Ocado cuts price of share issue
Ocado, the online service that delivers Waitrose goods, has cut the price of its stock market flotation.
In a statement, the company said it was setting a revised price range of between 180p to 200p a share for the flotation.
Ocado had originally planned to price its shares at between 200p and 275p, which would have valued the business at £800m-£1.1bn.
However, many commentators had argued that this price was too high.
The company said it would be publishing a supplementary prospectus in due course to reflect the new, lower price.
It added that full details of the effect of the revised price range on the offers would be set out in the new prospectus.
Ocado, which was set up in 2002 by three former Goldman Sachs bankers, has never made a profit.
And there was speculation that the firm's financial advisers were struggling to convince investors Ocado was worth the original price tag.

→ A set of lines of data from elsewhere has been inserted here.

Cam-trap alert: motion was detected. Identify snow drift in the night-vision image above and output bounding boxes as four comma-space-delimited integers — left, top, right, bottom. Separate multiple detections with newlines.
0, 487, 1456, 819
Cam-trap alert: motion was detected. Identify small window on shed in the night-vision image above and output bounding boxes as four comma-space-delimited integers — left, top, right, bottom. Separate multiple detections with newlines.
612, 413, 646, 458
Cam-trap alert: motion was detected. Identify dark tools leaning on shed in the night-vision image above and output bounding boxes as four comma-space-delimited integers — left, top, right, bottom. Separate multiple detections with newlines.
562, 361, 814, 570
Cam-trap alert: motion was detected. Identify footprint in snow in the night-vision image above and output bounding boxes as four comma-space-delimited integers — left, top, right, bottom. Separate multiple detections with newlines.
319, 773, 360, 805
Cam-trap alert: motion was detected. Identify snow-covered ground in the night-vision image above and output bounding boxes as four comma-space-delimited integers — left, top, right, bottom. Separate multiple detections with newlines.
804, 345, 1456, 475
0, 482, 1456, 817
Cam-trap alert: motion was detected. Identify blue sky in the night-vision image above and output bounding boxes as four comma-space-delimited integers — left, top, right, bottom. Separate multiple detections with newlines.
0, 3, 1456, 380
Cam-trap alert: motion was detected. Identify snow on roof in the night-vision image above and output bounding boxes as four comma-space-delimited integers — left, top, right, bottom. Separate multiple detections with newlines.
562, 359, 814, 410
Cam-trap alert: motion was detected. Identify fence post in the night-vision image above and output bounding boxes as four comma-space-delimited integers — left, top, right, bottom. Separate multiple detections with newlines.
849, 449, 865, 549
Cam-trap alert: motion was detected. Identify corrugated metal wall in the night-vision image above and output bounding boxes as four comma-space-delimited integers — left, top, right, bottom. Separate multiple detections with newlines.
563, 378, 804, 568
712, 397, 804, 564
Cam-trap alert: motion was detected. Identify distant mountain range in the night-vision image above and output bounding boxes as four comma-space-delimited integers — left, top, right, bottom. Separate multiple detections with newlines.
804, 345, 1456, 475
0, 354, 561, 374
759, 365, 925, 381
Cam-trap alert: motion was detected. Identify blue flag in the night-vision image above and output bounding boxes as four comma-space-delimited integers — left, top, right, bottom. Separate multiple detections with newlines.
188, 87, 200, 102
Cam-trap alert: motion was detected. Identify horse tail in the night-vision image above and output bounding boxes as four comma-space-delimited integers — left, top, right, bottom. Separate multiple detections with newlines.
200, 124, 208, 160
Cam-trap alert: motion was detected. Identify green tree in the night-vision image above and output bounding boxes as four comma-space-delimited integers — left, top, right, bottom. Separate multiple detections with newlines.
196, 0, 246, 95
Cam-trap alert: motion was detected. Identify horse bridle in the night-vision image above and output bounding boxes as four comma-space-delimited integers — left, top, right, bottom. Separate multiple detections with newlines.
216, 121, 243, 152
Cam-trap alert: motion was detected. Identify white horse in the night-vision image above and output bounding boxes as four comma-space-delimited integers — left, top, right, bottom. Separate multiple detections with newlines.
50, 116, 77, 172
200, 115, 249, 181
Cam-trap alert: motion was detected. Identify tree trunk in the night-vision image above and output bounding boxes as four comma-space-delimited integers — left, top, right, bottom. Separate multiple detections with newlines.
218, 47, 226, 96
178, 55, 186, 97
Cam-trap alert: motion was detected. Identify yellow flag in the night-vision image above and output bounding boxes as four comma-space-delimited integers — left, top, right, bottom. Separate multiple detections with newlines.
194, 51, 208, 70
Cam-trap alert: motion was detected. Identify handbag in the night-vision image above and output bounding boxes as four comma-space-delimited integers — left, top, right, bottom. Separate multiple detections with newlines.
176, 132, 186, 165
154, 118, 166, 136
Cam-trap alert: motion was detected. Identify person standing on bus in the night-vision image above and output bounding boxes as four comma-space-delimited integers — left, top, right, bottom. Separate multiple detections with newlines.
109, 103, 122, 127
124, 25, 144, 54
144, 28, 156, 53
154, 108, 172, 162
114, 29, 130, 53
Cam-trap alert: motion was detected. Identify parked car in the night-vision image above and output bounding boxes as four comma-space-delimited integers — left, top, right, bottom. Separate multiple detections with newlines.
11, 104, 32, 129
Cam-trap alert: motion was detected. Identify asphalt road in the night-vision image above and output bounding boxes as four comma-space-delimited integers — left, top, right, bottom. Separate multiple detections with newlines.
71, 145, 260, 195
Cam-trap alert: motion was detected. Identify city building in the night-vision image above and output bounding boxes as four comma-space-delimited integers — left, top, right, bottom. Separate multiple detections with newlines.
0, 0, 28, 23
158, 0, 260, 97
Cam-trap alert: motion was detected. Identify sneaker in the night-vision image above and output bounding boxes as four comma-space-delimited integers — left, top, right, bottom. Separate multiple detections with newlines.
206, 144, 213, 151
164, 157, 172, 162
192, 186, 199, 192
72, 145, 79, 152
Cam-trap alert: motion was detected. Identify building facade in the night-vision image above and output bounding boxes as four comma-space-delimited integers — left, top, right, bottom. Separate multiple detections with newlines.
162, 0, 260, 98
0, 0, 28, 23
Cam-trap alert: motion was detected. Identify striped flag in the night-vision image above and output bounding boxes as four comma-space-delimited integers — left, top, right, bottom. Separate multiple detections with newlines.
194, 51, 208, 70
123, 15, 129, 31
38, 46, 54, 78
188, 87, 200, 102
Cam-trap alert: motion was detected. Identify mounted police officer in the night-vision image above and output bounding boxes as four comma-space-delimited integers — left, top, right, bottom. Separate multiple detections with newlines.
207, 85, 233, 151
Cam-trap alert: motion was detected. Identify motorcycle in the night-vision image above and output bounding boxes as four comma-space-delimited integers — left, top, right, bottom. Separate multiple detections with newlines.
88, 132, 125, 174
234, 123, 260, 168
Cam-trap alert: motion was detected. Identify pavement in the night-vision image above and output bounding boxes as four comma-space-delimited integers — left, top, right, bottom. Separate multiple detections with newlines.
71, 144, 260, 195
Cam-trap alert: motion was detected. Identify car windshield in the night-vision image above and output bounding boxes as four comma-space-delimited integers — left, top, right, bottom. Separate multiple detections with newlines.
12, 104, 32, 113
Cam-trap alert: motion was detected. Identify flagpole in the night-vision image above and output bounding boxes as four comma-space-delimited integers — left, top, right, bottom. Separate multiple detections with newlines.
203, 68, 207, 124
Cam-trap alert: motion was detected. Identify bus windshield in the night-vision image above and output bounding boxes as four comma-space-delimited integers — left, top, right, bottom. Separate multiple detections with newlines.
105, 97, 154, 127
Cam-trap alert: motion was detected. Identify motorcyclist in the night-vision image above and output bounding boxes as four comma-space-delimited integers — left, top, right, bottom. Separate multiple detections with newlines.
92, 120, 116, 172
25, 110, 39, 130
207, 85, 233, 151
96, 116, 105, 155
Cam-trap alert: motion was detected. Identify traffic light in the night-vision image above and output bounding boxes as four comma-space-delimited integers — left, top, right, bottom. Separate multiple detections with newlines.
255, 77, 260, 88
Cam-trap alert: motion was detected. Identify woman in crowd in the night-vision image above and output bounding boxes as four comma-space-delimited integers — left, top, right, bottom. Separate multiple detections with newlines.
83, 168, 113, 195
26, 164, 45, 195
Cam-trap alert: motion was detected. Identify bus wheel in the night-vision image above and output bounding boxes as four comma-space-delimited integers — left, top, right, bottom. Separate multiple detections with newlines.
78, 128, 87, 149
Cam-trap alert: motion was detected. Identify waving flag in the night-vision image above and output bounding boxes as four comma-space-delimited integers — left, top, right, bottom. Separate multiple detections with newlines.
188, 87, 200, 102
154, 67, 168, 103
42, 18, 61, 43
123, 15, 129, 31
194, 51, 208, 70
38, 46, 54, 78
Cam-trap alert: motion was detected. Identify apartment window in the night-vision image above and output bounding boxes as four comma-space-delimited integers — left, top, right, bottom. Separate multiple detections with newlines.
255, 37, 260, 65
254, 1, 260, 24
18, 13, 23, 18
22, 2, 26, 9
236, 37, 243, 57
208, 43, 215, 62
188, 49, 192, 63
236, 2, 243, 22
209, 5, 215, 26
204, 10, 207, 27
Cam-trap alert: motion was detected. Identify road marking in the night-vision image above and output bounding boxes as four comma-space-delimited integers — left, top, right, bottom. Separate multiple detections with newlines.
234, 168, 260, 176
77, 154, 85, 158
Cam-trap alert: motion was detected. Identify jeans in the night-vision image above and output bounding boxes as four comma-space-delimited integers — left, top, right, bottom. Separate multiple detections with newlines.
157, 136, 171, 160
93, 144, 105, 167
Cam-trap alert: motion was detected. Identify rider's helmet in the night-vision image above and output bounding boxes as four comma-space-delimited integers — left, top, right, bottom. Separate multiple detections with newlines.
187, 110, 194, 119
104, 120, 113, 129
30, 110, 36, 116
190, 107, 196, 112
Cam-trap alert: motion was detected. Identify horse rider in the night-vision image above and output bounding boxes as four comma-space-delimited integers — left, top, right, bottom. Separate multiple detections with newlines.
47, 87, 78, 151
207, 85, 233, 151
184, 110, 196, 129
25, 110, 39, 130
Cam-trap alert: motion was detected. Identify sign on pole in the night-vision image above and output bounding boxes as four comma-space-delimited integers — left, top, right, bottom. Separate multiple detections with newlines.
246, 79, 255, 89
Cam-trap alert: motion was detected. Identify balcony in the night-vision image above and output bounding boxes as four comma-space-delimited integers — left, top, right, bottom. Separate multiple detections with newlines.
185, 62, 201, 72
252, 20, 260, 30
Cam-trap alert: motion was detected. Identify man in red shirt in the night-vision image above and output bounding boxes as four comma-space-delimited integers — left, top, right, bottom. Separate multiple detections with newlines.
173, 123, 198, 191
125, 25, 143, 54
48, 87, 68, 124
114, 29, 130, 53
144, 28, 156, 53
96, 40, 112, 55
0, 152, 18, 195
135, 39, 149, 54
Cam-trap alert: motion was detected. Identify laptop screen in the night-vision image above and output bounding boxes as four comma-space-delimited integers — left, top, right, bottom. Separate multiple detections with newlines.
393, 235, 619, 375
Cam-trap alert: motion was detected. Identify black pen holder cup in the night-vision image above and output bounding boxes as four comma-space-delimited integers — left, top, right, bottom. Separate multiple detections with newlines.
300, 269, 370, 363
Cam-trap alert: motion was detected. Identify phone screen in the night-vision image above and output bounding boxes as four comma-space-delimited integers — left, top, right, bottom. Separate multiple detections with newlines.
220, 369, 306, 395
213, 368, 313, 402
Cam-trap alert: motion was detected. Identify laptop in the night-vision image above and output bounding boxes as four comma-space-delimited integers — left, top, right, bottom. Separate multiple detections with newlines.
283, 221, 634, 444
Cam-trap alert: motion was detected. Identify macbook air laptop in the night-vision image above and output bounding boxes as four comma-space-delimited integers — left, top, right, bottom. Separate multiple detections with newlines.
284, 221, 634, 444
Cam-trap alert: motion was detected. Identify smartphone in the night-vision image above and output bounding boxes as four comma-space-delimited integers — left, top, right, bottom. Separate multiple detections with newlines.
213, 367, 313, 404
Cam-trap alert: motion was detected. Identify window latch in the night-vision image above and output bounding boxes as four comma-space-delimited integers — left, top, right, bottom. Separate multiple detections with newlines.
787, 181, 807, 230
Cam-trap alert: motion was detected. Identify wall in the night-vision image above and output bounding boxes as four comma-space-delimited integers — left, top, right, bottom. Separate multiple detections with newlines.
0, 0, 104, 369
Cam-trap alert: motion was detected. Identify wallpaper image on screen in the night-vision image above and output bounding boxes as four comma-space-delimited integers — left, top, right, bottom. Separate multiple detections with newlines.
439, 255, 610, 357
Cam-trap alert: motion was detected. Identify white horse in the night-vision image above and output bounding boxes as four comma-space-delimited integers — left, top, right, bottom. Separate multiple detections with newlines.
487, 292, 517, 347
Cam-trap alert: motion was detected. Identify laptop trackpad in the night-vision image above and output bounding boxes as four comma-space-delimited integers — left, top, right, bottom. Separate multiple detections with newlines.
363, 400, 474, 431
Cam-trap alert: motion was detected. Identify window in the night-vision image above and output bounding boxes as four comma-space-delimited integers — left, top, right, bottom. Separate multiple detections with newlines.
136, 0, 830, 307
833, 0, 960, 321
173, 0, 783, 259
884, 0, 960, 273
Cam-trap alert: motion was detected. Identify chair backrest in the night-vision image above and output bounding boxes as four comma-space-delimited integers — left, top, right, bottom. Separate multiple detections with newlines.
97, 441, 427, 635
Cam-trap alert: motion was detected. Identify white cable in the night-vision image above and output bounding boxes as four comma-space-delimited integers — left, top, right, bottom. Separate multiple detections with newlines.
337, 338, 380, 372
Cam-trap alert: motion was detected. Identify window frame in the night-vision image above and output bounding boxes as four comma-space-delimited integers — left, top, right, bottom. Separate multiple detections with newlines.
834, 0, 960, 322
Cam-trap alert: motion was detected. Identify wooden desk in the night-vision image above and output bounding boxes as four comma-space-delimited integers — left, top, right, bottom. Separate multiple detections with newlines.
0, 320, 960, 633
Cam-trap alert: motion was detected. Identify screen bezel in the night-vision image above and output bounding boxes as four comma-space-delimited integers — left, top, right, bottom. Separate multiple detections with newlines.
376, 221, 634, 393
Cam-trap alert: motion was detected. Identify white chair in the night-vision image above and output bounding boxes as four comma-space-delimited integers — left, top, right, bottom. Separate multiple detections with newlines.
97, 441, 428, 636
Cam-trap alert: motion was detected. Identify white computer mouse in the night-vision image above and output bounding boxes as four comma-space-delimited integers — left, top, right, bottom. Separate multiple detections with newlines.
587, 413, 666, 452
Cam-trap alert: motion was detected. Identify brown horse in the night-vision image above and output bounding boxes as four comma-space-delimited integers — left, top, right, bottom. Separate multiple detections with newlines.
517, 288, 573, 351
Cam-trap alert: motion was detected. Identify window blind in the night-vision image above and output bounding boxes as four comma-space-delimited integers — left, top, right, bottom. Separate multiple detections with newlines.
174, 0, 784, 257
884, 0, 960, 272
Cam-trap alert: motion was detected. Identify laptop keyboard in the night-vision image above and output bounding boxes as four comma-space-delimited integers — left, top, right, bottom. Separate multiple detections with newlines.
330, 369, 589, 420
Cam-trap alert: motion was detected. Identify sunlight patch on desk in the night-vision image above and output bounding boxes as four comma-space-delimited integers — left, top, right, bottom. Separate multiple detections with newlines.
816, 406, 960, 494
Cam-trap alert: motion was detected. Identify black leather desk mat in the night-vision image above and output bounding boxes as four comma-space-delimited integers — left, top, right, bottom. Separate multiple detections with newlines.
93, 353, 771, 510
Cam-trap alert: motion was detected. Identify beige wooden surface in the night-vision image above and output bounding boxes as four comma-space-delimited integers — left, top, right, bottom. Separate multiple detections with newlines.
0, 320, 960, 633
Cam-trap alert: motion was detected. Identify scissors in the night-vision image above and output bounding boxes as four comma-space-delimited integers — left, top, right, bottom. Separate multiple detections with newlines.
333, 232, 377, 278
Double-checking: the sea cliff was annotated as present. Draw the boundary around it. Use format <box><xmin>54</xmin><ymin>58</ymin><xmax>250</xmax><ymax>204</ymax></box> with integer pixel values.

One retail analyst, Philip Dorgan, at Ambrian, said recently that a fair valuation would be less than £500m.
Henk Potts, equity strategist at Barclays Wealth, told the BBC that the decision to cut the price "came as no surprise".
"There was a huge question mark over the valuation put on the company... they were asking investors to bet on whether they could deliver on their growth promises," he said.
Ocado was also dogged by reports that the take-up of shares by the firm's employees and customers was low.
Customers who had spent more than £300 with the company so far this year had been given until the end of Sunday to decide whether or not they wanted to buy shares.
The group is thought to have hoped it would raise up to £50m through its customers, but reports suggested the sum is likely to be only between £5m and £10m.